In many non-randomized, observational settings, treatment assignment mechanisms are opaque and researchers may not trust an assumption of conditional ignorability or the covariate-adjustment-based identification it allows. The Stability-Controlled Quasi-Experiment (SCQE, 2019) avoids this adjustment approach and makes no direct comparison between treated and untreated units. In settings with a change in the usage rate of some treatment of interest between successive cohorts, SCQE transforms an assumption about cohort-wide counterfactual outcome trends into estimates of the treatment's effect on those units that were impacted by the treatment change.

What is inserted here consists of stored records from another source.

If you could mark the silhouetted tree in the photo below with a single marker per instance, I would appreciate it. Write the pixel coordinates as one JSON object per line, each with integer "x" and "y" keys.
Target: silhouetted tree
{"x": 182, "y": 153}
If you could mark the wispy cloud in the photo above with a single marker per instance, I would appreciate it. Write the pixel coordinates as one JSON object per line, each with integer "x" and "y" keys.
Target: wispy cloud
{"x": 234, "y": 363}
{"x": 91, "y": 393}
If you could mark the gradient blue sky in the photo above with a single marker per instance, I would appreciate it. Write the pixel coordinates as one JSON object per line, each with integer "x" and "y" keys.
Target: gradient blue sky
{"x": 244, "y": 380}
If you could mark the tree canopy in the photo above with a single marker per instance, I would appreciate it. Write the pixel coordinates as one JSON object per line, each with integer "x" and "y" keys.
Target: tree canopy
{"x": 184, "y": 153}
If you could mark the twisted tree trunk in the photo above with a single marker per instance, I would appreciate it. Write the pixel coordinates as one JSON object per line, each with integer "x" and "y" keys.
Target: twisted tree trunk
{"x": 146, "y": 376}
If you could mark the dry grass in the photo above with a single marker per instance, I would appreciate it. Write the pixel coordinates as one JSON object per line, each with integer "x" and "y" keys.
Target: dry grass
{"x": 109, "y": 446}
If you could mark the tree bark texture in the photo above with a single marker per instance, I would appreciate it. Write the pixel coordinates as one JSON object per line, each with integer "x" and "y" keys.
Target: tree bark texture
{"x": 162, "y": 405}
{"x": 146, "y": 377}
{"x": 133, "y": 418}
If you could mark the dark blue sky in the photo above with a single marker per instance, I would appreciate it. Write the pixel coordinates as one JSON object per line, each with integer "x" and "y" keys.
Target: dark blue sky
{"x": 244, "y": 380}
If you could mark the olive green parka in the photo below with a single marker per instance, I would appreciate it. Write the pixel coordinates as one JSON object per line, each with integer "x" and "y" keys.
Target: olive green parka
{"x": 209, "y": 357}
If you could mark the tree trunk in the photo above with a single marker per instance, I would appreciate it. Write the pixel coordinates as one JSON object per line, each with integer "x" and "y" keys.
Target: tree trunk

For example, imagine two consecutive cohorts of patients, the latter featuring non-randomized use of a new treatment. SCQE can identify and estimate an Average Treatment Effect among the Treated (ATT). The assumption required is a proposed value of δ, the unobservable difference between the cohorts’ average outcomes that we would have seen had the treatment not been introduced.

SCQE is a partial identification strategy, presenting these effects across values of δ. In doing so, it ties claims about beneficial, harmful, or null effects to the corresponding δ values we would need to defend in order to support them, helping to avoid overconfidence in "suggestive" point estimates. In many applications, δ may also be more intuitive and easy to reason with than sensitivity analyses for conditional-ignorability-based results.

In this thesis, I (1) present new inferential tools for SCQE, including summary-statistic-based inference for use when unit-level data is unavailable or limited by data sharing restrictions; (2) extend the method to accommodate expert-informed prior distributions on δ, applications with only one cohort, and existing treatments experiencing changes in usage rates; (3) apply the method to evaluations of a tuberculosis prophylactic in Tanzania, early COVID-19 treatments, and in-hospital rapid response alerts; and (4) discuss important considerations, conceptual guidance, and best practices for practitioners.